A Product Manager who believes their core job responsibility is to seek concessions and compromises between the development teams and stakeholders.
- Can mutate into: ”The Executive Assistant” or “The Sales Liaison” Product Manager
- Dangerous when coupled with: “The Disenfranchised” Designer
- Likelihood of fixing: None
- Danger to project: High
Product Managers often have to mediate between two groups comprising of very strong personalities:
- Stakeholders, who know what they want the product to do
- Developers, who know how to build the product
Optimally, the relationship between stakeholders and developers is one of collaborative give-and-take, but often it is quite contentious. The People Pleaser Product Manager finds themselves unable to control these two groups, and instead tries to build consensus through a series of compromises, resulting in neither group being happy with the final product.
It is fair to say that the People Pleaser Product Manager has given up managerial control over the product. Instead, they are only mediating between stakeholders and developers in an attempt to document whatever both parties can agree to or live with. As they normally have to do this under time pressure, it is the ideal circumstance for groupthink. Products developed by groupthink are easy to identify: no one likes the final product.
“Design through compromise” is a recipe for disaster, as it can result in an unsalable product. If the initial product offering is rejected by customers, the project will most certainly be declared a failure, and it is unlikely that it will be allowed to continue.
To manage two groups made up of strong personalities requires a great deal of managerial skill and experience. A firm but fair hand must be used to settle down each group, and align them towards the common goal of building a great product. This high managerial bar is what makes the People Pleaser so difficult to fix: If they were capable of controlling both groups, they would have already.

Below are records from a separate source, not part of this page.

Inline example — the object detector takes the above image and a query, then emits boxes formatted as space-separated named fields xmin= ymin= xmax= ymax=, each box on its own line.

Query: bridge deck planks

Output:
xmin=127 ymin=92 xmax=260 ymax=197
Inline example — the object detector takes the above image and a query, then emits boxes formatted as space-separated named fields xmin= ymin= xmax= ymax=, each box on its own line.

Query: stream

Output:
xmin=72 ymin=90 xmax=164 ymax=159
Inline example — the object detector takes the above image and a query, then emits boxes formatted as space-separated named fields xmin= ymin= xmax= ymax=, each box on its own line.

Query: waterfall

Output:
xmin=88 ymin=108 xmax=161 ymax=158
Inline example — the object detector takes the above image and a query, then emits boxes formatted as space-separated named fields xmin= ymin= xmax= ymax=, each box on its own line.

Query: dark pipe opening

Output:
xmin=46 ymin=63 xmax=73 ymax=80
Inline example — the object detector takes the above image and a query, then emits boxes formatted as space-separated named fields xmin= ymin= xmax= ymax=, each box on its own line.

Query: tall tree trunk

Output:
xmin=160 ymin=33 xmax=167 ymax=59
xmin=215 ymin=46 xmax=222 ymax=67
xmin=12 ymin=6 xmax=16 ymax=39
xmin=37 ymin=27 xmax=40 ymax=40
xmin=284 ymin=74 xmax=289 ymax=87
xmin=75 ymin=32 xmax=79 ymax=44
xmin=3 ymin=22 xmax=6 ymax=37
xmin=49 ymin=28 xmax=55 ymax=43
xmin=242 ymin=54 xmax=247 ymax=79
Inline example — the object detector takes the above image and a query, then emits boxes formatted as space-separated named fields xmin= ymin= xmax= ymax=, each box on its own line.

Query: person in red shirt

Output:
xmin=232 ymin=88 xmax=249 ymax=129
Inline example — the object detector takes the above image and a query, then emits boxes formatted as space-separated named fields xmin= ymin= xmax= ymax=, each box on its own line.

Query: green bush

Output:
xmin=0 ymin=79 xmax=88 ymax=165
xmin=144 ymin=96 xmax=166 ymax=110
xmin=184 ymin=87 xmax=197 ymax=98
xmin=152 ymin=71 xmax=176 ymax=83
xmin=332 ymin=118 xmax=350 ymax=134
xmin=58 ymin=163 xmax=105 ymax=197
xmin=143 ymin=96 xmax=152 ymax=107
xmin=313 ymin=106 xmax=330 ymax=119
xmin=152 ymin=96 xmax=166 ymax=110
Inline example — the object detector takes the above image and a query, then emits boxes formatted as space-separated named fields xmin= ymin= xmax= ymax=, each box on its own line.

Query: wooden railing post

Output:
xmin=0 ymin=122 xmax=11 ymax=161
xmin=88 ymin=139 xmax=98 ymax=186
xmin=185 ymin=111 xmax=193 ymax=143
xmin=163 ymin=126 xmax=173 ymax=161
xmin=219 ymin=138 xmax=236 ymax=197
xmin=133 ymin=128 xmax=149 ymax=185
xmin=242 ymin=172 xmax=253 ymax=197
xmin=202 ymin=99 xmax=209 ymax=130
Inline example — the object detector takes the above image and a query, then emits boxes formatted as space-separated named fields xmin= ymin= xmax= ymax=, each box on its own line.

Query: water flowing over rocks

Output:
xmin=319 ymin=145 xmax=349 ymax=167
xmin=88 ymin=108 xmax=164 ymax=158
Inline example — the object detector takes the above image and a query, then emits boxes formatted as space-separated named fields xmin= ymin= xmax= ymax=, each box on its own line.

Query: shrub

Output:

People who have the capability to effectively manage groups comprising of strong personalities will have most likely promoted out of the role of being a Product Manager, as this is a key attribute of upper management.
Ultimately, if the stakeholder and developers cannot be coached into working together more effectively, the People Pleaser Product Manager will have to be replaced. Not doing so will, in all likelihood, result in the project producing an unsalable product, and therefore the project being canceled.